In a new study published in Ecology and Evolution, we show the limitations of one of the most common methods used to analyze animal vocalizations. These limitations may also lead to disagreements about whale song in the Indian Ocean and the calls of land animals.
We present a new method that can overcome this problem. It lays the groundwork for future advances in animal vocal research, revealing previously hidden details of animal calls.
The meaning of the whale song
More than a quarter of whale species are listed as vulnerable, endangered or threatened. Understanding whale behavior, population distribution, and the effects of human-made noise is key to successful conservation efforts.
For creatures that spend most of their time hiding in the open ocean, it is difficult to study, but analyzing the songs of whales can give us important information.
However, we cannot simply analyze whale songs by listening to them – we need ways to measure them in more detail than the human ear can provide.
For this reason, the first step in studying animal vocalizations is to create a visualization called a spectrogram. This can give us a better idea of ​​the character of the sound. Specifically, it shows when the energy in the sound occurs (temporal detail) and at what frequency (spectral detail).
By carefully examining these spectrograms and measuring them with other algorithms, we can learn the structure of the sound in terms of time, frequency, and intensity. They are also a key tool in reporting results in the publication of our work.
Why are spectrograms limited?
The most common method of generating spectrograms is called STFT. It is used in many fields, including mechanical engineering, biomedical engineering, and experimental physics.
However, it is recognized that it has a major limitation – it cannot accurately visualize all the temporal and spectral details of a sound at the same time. This means that each STFT spectrogram sacrifices some temporal or spectral information.
This problem is more noticeable at lower frequencies. This makes it especially difficult to analyze the sounds of animals like the blue whale, whose song is so low-pitched that it approaches the lower limit of human hearing.
Prior to my PhD, I worked in the field of acoustics and audio signal processing, where I became very familiar with the STFT spectrogram and its drawbacks.
However, there are different methods of generating spectrograms. I thought that STFTs used in whale song studies might obscure some details and that there might be other methods better suited to the task.
Yankovic and Rogers, 2024
In our study, my co-author Tracy Rogers and I compared STFT to new visualization techniques. We used artificial (synthetic) test signals as well as recordings of blue whales, Asian elephants, and other animals such as cassowaries and American crocodiles.

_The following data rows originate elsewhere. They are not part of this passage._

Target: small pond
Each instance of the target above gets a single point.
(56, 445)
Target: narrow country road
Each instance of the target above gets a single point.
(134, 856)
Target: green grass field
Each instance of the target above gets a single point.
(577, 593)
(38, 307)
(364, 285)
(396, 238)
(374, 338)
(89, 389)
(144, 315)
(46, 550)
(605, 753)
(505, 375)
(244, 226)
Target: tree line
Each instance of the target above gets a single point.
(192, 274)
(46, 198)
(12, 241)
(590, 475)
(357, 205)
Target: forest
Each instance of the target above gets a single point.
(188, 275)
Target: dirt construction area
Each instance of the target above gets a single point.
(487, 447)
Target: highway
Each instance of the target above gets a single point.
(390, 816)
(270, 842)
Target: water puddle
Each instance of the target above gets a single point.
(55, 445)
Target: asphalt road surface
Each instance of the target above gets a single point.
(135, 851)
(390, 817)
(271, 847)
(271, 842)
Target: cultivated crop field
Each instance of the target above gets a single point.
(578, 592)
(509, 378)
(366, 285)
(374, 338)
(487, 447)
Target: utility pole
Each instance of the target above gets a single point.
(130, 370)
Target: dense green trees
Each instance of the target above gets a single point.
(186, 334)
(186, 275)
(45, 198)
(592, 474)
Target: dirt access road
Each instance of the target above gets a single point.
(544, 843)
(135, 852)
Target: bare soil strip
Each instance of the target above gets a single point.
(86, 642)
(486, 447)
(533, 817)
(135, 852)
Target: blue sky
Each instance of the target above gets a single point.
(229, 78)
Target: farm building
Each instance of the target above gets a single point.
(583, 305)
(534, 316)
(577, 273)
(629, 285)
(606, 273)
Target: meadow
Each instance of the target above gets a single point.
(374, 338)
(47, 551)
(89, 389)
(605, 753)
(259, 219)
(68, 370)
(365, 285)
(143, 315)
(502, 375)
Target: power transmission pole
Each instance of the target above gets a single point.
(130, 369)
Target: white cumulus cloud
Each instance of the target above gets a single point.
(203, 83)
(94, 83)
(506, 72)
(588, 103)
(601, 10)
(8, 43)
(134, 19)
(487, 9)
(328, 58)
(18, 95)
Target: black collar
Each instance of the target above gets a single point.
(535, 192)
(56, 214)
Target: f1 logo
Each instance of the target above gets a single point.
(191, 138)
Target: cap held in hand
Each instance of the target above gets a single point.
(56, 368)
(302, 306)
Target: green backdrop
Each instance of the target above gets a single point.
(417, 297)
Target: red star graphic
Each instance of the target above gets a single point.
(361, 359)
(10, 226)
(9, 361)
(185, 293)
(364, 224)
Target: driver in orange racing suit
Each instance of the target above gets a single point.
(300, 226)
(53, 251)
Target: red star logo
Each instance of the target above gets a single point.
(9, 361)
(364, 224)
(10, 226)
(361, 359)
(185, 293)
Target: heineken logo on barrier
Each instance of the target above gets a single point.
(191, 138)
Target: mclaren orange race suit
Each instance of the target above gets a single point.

The methods we tested included a new algorithm called the Superlet transform, which we adapted from its original use in brain wave analysis. We found that this method produced visualizations of our synthetic test signal with up to 28% fewer errors than others we tested.
A good way to visualize animal sounds
This result was promising, but Superlet revealed its full potential when we applied it to animal sounds.
Recently, there has been some controversy surrounding the song of the Chagos pygmy blue whale: whether its first sound is “pulsed” or “tonal.” These two terms have complementary frequencies in sound, but are produced in two different ways.
STFT spectrograms do not resolve this dispute, as they can represent this sound as either pulsed or tonal, depending on how they are configured. Our Superlet visualization shows sound as a pulse, and this is consistent with most studies describing song.
When visualizing the roar of an Asian elephant, Superlet showed an impulse that was mentioned in the original description of the sound, but which was absent in all subsequent descriptions. Also it was never shown in the spectrogram.
Our Superlet visualization of both the southern cassowary call and the American crocodile croak revealed previously unreported temporal details that were not represented in spectrograms from previous studies.
These are preliminary conclusions based on one record only. To confirm these observations, more sounds will need to be analyzed. However, this is a good place for future work.
Ease of use may be Superlet’s greatest strength, even beyond improved accuracy. Many researchers who use sound to study animals have backgrounds in ecology, biology, and veterinary science. They learn to analyze the audio signal only as a means to an end.
To improve the accessibility of the Superlet transformation to these researchers, we have included it in a free, easy-to-use, open-source software application. We look forward to seeing what new discoveries they can make using this exciting new approach.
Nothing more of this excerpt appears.